IU President Michael McRobbie is stepping down in June, allowing for a wave of new leadership and change to come to our beloved campus. However, the search committee tasked with finding a new university president is 75% white.
The 18-member committee, made up of nine men and nine women, is disproportionately white when compared to the student body. Across all IU campuses, 66% of students are white. Because of this, the search for a new president has gone forward without the voices of several underrepresented groups fighting to be heard on campus.
Even though this committee claims reviewing candidates of different backgrounds as a top priority, this promise is about as concrete as a New Year’s resolution.
“If we didn’t meet the other numbers in diversity, we certainly feel that the committee that we have are made up of people who have this at the top of their charge,” IU spokesperson Chuck Carney said in a Jan. 11 Indiana Daily Student article.
It is not enough to “feel” the committee is prioritizing diversity. Students need tangible reasons to trust the selected committee, which the university has failed to do by not prioritizing diversity in the committee’s membership.
Enough is enough. No more making promises or only saying you’re prioritizing diversity. When decisions about the university are being made, it’s time regulations are put in place to ensure there is equal representation of all students who call IU home.
Students have already demonstrated how to make certain underrepresented groups are heard. In IUSG’s Congress, students in and outside of government fought for guaranteed representation across a wide range of identities. Passed in December, the amendment adds a minimum of 31 seats in the body of Congress for a wide-range of multicultural groups and will go to the student body for ratification on Jan. 22.
The university’s administration should follow the lead of their own students and expand the committee to hear all voices.
If this means making committees bigger, then that’s what needs to be done.
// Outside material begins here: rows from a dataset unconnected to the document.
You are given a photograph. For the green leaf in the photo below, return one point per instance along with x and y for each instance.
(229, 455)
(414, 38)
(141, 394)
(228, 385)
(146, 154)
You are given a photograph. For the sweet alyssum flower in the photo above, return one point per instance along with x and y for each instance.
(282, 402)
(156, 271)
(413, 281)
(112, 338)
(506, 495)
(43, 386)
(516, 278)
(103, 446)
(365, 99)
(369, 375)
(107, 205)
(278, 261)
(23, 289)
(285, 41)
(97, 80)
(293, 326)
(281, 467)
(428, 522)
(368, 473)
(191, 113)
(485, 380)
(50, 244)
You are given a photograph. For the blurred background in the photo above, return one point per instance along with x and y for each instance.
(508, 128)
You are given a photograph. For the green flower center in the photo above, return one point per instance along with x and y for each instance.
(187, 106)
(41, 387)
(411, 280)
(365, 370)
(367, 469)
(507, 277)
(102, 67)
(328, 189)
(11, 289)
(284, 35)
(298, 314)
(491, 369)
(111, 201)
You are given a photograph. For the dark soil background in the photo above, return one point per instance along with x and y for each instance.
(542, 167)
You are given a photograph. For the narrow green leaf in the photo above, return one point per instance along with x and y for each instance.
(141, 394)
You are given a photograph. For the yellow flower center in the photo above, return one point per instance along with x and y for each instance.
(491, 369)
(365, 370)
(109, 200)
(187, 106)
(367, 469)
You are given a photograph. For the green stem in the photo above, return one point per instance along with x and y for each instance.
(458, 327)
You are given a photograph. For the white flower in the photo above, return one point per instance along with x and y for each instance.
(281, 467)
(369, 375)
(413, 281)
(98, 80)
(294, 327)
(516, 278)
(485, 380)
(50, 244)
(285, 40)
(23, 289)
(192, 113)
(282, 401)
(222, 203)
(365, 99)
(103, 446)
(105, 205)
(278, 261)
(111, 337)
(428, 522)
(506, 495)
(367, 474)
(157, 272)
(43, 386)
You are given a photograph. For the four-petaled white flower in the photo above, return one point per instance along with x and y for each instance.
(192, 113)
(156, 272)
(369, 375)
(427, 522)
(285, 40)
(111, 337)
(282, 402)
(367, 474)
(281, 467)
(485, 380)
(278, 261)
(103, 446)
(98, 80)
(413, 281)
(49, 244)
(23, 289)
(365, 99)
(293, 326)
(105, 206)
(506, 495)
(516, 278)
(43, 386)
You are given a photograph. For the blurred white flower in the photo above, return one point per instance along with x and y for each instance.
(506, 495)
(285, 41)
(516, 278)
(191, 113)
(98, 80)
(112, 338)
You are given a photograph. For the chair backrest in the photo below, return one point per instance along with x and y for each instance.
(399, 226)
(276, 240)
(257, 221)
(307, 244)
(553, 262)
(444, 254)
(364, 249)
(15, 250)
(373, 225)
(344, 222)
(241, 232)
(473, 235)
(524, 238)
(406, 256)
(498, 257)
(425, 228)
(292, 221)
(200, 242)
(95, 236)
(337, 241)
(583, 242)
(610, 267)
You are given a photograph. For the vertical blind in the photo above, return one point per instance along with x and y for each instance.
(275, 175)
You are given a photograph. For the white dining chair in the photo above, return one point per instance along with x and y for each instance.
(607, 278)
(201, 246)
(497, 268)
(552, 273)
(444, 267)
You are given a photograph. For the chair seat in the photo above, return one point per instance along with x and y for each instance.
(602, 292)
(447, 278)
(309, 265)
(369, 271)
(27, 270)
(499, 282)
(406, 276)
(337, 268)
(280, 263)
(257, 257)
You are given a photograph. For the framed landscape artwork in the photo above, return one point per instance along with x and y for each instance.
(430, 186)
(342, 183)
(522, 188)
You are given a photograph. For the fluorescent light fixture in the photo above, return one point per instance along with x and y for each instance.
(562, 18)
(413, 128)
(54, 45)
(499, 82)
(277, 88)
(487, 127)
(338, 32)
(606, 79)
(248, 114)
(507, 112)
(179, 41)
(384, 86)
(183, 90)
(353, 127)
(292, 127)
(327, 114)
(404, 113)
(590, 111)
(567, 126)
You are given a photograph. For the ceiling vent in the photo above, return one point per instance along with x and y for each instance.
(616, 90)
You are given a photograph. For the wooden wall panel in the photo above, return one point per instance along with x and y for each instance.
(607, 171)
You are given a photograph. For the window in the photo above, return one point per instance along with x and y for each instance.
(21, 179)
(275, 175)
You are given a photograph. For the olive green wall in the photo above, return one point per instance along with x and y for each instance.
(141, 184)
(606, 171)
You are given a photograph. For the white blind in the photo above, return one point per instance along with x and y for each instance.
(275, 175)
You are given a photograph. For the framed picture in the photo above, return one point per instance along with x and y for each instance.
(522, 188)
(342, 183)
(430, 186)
If this means allowing more students from a variety of organizations to participate, then what harm could the leaders of our university experience from hearing their opinions?
Campus leaders such as Kelley School of Business Director of Diversity Carmund White said he expected a lack of diversity. If a disproportionately white committee was an expectation, why didn’t the university do something beforehand to prevent it?
The university wasn’t listening or considering listening to traditionally underrepresented groups when developing the search committee. To be a good white ally, a person not only needs to care, but they also need to listen and take action. A simple checklist for white allies against racism can show what actions the university’s administration neglected, such as ensuring the inclusion of people of color in group dynamics.
“For me, being a white ally in this moment means a few things,” Molly Sweeney, a community organizer at 482 Forward in Detroit, told Vox in June. “I think No. 1, it means listening deeply to the needs and asks of leaders of color in your community.”
How can we expect the committee to prioritize diversity when they failed to listen to underrepresented voices in the first place?
It is senseless and wholly insufficient to rely on white committee members to speak for underrepresented students. Only a person of color can know what it is like to walk around a primarily white campus and be seen as out of place. Only they can know what change is needed.
This committee is separate from the student population. The town halls intended to gather student feedback occurred just once for each IU campus. Except for a single undergraduate student on the search committee, IUSG President Rachel Aryani, and a select few students who are allowed to help advise, the process is inaccessible for many students.
To those students lucky enough to have a voice; I beg you not to forget those who don’t.
It is foolish for our university to go into 2021 and to repeat exclusionary old habits. Regression is not an option. The university must expand the committee to include more diverse voices.
It’s time to open doors, demand diversity and allow students who may eventually call IU home to feel they are not only being prioritized but represented at the university’s highest levels.